The National Institute of Allergy and Infectious Diseases’ (NIAID) announcement that two out of four candidate Ebola drugs proved effective was applauded globally. Preliminary results of the Pamoja Tulinde Maisha (PALM) study showed individuals receiving REGN-EB3 or mAb114 had a greater chance of survival compared to those that received ZMapp or remdesivir. The favorable results led to the early termination of the trial.
PALM is a randomized, controlled trial of four investigational agents (ZMapp, remdesivir, mAb114 and REGN-EB3) for the treatment of patients with Ebola virus disease. It commenced in November 2018 in the Democratic Republic of Congo (DRC) as part of the emergency response to the ongoing Ebola outbreak in DRC’s North Kivu and Ituri Provinces. Patients were enrolled at four Ebola Treatment Centers for the study in Beni, Katwa, Butembo and Mangina.
Mortality rate was lowest among individuals that received Regeneron’s REGN-EB3 (29%) followed by Ridgeback’s mAb114 (34%), Mapp’s ZMapp (49%) and Gilead Sciences’ remdesivir (53%).
Improved survival rates were also recorded among individuals that commenced treatment early in the course of the disease. 94% of patients with low viral load for Ebola survived following treatment with REGN-EB3.
An extension phase of the study is already underway and policymakers’ further decision on the drug candidates will be guided by the results of the final analysis of data expected late September or early October 2019.
Produced by Ridgeback Biotherapeutics, mAb114 is a monoclonal antibody that binds to a single target on the Ebola virus. The protein was isolated from a human survivor of the 1995 Ebola outbreak in Kikwit, DRC. Regeneron’s REGN-EB3 on the other hand, is a three-antibody cocktail that was designed to enhance efficacy, reduce the development of viral sequences that lead to resistance.
“The treatment dose is a single infusion of 150mg/kg, it’s a single dose treatment.

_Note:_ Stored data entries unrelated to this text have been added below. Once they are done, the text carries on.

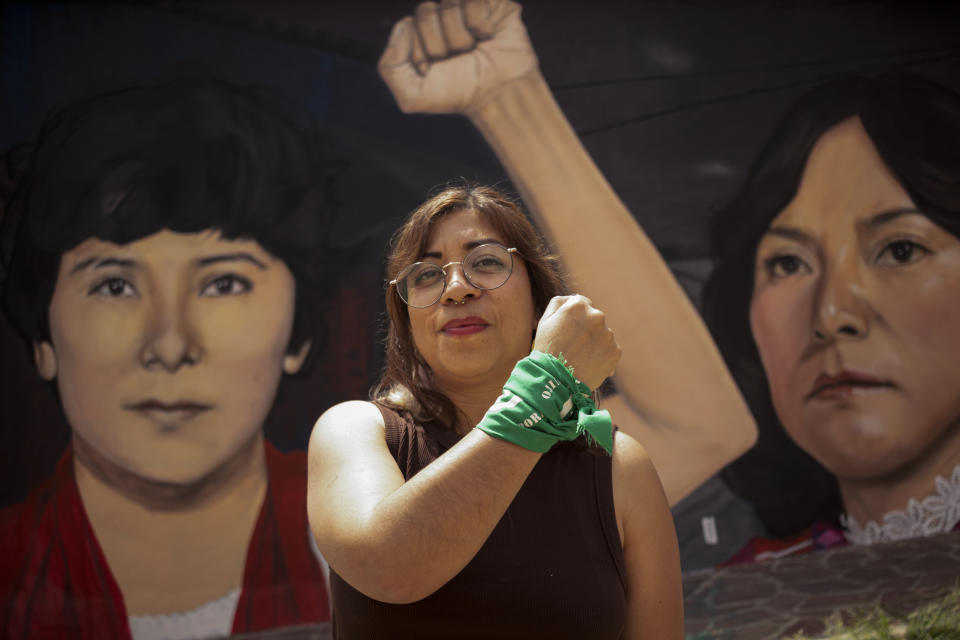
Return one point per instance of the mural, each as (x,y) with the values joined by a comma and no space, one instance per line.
(195,204)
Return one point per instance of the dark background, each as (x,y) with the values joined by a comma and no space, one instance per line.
(672,99)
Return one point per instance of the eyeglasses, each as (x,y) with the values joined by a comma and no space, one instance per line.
(486,267)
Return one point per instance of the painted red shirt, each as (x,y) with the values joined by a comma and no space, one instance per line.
(55,582)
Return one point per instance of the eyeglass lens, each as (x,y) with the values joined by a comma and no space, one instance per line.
(485,267)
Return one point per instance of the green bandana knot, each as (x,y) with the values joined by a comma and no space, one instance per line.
(543,403)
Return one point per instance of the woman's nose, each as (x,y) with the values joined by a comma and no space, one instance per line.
(458,287)
(842,310)
(170,340)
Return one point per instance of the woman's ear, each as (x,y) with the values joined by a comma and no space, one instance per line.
(292,362)
(46,360)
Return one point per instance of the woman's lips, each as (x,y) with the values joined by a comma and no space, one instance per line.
(464,326)
(844,385)
(167,412)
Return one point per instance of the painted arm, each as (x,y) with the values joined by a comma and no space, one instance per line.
(676,396)
(399,541)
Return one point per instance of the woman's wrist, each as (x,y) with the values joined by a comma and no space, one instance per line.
(543,403)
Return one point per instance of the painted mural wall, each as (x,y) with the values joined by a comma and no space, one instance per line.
(195,205)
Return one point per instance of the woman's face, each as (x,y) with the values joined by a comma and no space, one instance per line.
(855,311)
(168,351)
(481,340)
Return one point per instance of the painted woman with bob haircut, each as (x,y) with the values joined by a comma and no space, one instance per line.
(167,264)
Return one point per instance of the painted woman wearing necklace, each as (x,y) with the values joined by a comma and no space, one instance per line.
(836,294)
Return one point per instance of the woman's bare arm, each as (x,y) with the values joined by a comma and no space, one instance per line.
(676,396)
(654,589)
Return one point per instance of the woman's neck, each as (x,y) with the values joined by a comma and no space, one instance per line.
(869,499)
(471,401)
(173,548)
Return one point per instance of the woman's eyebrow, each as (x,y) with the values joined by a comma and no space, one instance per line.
(101,263)
(473,244)
(241,256)
(790,233)
(887,216)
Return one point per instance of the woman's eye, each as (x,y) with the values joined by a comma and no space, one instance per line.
(427,277)
(487,263)
(114,288)
(901,252)
(781,266)
(228,285)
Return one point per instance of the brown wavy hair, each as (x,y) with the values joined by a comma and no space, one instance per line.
(406,382)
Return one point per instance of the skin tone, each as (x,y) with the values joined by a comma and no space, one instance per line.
(362,511)
(855,307)
(167,353)
(469,364)
(473,57)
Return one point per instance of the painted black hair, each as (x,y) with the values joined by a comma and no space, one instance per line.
(915,125)
(187,157)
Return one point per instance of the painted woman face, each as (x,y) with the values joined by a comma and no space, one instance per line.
(167,351)
(856,314)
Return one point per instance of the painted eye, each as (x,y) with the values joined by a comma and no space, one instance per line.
(228,285)
(901,252)
(782,266)
(114,288)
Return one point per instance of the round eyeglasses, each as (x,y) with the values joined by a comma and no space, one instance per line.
(487,266)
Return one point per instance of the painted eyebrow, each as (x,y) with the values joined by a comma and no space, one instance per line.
(887,216)
(102,262)
(880,219)
(790,233)
(232,257)
(473,244)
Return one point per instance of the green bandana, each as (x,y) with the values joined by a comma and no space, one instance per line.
(542,404)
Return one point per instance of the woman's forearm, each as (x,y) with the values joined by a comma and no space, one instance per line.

Once a patient gets diagnosed with Ebola, they get a single infusion of REGEN-EB3 and they don’t need another dose”, Sumathi Sivapalasingam, Senior Director, Early Clinical Development and Experimental Sciences at Regeneron Pharmaceuticals tells healthnews.ng.
While its webpage on Ebola treatment and prevention still says “there is no proven treatment for Ebola”, the WHO concludes mAb114 and REGN-EB3 “are the only drugs that future patients will be treated with”.
Since Zmapp was dropped, its manufacturer, Mapp Biopharmaceuticals, has not said anything about the future of the drug which contains three monoclonal antibodies and was grown in plants.
Excitement and caution
Chikwe Ihekweazu, director general of Nigeria Centre for Disease Control (NCDC) tells healthnews.ng that he received the news on new treatment options with excitement and caution.
“It brings two forms of impact: direct clinical impact on improving the health of patients, and the effect that having treatment option has on the enthusiasm of healthcare workers delivering care”, Ihekweazu tells healthnews.ng. “These two drugs are by no means magic bullets, and we all await the detailed publication, but the announcement has lifted the spirits of thousands of colleagues involved in the response”, he said.
Oyewale Tomori, professor of virology and former Regional Virologist for the WHO Africa Region, noted that achieving early detection of Ebola across the country is not feasible in many African countries.
“Before many patients come for treatment, it is already too late. Poor diagnosis and late commencement of treatment are among the reasons why the new Ebola drugs may not be as effective as they can be in better settings during rollout”, Tomori tells healthnews.ng.
In regions affected by violence, Tomori added that individuals exposed to Ebola often have to take their chances with Ebola over bullets.
“When someone is sick in an area under insurgency and he has to flee that area, he goes to an area where nobody knows what is going on. There is no access to hospitals, he infects more people there. And by the time that occurrence gets to the attention of the WHO and other groups, many more people would have died”, Tomori says.
While admitting there were challenges initially with getting the drugs to the various units, Sivapalasingam tells healthnews.ng this has been surmounted.
“The people on the ground have been able to overcome those barriers”, Sivapalasingam tells healthnews.ng. She added that efforts are being made to ensure that sufficient dose is available.
Nigerian public health expert Lawal Bakare tells healthnews.ng conversation on pricing should be happening in addition to ensure easy access to the drugs but Sivapalasingam says it is “too early to discuss price” adding the drug is being made available for free in DRC through a partnership with the U.S. Department of Health and Human Services’ Biomedical Advanced Research and Development Authority (BARDA).
“It is through that partnership that the drug has been made available for this current outbreak as well as studies. It is too early to discuss price…What we and BARDA are dedicated to, is to continue to work hard to ensure sufficient doses are available for the current outbreak”, Sivapalasingam says.